Farmland prices have been increasing very quickly over the past few months. The farmland price index was above 50.0 for the 11th straight month at 76.9 in December. This is the highest the index has been since March of 2008. Rising farm income has allowed farmers to reinvest their cash flows back into farmland to expand their operations.
“This month bankers were asked to name the biggest threat to the Rural Mainstreet economy for 2011. Over one-third or 35 percent indicated that a bursting of the farmland price bubble was the number one threat to the economy for next year. More than one in four or 27 percent of the bankers named low agricultural commodity prices as the number one risk for the Rural Mainstreet economy,” said Goss
Farmers have also been expanding their operations by investing in new farm equipment. In December, the farm equipment sales index expanded to a record high 77.8 from November’s 68.7.

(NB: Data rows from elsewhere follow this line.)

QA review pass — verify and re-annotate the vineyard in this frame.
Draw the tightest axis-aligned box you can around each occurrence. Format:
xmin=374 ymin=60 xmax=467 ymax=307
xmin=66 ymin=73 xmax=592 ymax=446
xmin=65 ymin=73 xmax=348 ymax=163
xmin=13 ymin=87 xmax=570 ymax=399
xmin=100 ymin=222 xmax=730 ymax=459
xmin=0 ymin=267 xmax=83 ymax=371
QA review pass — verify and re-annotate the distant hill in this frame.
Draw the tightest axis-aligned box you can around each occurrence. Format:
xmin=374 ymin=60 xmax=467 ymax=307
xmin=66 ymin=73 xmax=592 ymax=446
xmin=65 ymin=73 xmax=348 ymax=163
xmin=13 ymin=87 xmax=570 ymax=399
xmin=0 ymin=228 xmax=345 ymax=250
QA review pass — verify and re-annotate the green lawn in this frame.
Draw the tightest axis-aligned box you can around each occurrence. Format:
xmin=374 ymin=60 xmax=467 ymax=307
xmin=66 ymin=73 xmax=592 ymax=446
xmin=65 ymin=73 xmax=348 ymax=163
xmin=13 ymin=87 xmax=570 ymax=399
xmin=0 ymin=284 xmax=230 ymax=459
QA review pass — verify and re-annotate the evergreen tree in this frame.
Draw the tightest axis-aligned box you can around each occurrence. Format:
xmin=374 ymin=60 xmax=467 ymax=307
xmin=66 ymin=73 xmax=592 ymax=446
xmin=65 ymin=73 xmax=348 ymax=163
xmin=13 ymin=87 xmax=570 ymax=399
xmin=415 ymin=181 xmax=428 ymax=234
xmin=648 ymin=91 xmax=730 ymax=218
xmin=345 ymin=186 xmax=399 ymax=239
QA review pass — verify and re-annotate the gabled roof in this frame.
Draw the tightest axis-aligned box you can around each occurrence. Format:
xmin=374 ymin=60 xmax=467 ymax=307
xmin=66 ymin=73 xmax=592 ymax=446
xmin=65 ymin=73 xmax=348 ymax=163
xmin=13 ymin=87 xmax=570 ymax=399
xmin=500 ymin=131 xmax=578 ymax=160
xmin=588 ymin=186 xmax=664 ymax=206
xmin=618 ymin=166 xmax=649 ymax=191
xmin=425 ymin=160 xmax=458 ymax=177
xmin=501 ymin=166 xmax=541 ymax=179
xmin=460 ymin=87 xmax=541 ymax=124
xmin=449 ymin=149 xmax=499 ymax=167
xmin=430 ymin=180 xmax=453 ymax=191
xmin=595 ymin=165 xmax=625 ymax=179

Loan volumes sky rocketed this month to 52.3 from last month’s 35.3 as land and equipment buying has increased the demand for ag lending. The other two banking indicators, checking deposits and certificates of deposits, were above growth neutral for the tenth straight month.
Survey respondents expect the Fed could increase interest rates sooner, rather than later. Bankers were asked this month when they thought the Federal Reserve would increase interest rates and 62% thought that is would occur in 2011 and 38% thought in 2012.

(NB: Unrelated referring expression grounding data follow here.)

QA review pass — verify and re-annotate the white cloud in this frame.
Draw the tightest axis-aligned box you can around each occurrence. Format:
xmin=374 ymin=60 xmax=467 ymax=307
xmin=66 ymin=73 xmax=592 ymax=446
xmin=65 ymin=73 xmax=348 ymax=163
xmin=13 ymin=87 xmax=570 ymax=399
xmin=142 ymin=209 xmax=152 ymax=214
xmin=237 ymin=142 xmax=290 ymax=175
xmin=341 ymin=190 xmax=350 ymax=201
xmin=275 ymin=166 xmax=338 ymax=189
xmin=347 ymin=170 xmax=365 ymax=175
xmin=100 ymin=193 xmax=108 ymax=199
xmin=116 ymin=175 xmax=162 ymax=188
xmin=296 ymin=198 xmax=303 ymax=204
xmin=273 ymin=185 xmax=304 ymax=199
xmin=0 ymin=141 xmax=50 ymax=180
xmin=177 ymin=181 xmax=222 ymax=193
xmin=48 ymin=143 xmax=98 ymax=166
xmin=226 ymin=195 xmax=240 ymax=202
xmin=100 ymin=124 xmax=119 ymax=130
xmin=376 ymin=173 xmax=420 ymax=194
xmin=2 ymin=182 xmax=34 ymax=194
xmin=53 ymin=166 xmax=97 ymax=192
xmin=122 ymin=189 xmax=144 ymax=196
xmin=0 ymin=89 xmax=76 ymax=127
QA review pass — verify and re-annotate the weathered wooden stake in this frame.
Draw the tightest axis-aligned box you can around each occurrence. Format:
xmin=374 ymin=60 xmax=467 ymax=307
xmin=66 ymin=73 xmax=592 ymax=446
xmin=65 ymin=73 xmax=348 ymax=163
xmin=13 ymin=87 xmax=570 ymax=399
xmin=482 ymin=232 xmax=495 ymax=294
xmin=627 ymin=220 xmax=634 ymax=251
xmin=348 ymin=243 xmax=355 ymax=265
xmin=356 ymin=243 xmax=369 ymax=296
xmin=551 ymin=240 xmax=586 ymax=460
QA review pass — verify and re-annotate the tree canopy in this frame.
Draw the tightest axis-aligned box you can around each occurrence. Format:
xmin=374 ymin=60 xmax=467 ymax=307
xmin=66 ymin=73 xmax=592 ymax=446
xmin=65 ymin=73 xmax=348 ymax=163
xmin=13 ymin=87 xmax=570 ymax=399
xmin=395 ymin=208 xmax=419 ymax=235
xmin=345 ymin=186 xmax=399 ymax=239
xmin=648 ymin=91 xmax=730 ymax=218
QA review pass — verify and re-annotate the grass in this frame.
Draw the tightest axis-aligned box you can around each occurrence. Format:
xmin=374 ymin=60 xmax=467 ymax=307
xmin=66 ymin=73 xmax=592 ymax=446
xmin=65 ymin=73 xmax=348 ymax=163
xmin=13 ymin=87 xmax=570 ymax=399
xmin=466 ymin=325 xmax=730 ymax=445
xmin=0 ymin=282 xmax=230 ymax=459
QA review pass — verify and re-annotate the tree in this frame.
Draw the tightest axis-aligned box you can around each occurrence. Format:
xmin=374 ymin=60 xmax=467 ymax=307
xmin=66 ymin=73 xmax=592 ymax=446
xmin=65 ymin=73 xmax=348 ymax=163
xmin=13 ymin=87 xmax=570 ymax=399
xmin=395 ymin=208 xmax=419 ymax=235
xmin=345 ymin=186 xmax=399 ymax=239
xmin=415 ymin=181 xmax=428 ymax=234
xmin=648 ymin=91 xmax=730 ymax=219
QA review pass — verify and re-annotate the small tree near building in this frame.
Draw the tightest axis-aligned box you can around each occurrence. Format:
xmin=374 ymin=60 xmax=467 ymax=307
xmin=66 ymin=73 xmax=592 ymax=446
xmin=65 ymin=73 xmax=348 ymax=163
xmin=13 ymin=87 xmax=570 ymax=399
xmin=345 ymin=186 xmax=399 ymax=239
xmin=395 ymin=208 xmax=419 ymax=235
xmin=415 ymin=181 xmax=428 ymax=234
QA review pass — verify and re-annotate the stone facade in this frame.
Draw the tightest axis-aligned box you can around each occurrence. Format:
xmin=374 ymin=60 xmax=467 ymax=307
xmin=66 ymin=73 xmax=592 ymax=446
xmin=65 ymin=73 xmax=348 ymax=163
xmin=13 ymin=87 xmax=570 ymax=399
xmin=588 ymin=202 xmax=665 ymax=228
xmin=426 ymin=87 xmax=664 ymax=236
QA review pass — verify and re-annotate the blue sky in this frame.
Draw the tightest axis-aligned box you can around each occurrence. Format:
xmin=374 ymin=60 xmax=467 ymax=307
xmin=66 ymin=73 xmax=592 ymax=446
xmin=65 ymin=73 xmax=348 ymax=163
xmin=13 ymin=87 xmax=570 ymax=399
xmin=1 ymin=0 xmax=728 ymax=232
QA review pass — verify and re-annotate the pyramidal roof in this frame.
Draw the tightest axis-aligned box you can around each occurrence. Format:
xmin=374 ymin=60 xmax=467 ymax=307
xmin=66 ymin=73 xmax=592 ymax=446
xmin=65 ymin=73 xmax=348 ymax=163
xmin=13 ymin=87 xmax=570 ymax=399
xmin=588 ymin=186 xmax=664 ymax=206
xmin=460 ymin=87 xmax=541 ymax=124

The rural economy finally began to add jobs in December as the hiring index increased to 50.1 this month marking the fifth straight month of improvement. Goss noted that “While many metropolitan areas continue to shed jobs, agriculturally dependent small towns have begun to see improving job prospects.”
Bankers confidence in the economy six months out dipped slightly as the index declined to 62.2 from 63.8 in November, although is well above last December’s reading of 53.7.
This month, bankers responded that the bursting of a farmland price bubble posed the biggest threat to the rural economy, but we are skeptical, due to the nature of the surveyed question. Bankers had to decide whether a change in federal alternative energy policy, low farm commodity prices, or the bursting of a farmland price bubble would be the biggest threat. We would have responded with the same choice, although of potential risks in 2011, this is near the bottom of our list.
We are very excited about the improving prospect of the rural economy. Agricultural fundamentals are the best in decades, due to low supplies, increasing exports, and sustained demand for biofuels. The improving economy is reflected in the expansion of the RMI, demand for farmland, and increased purchases of farming equipment. Farmer balance sheets are at the most conservative levels in over 40 years, which helps us feel comfortable that even if the unexpected happens, farm economy is well positioned to capitalize on the increasing demand.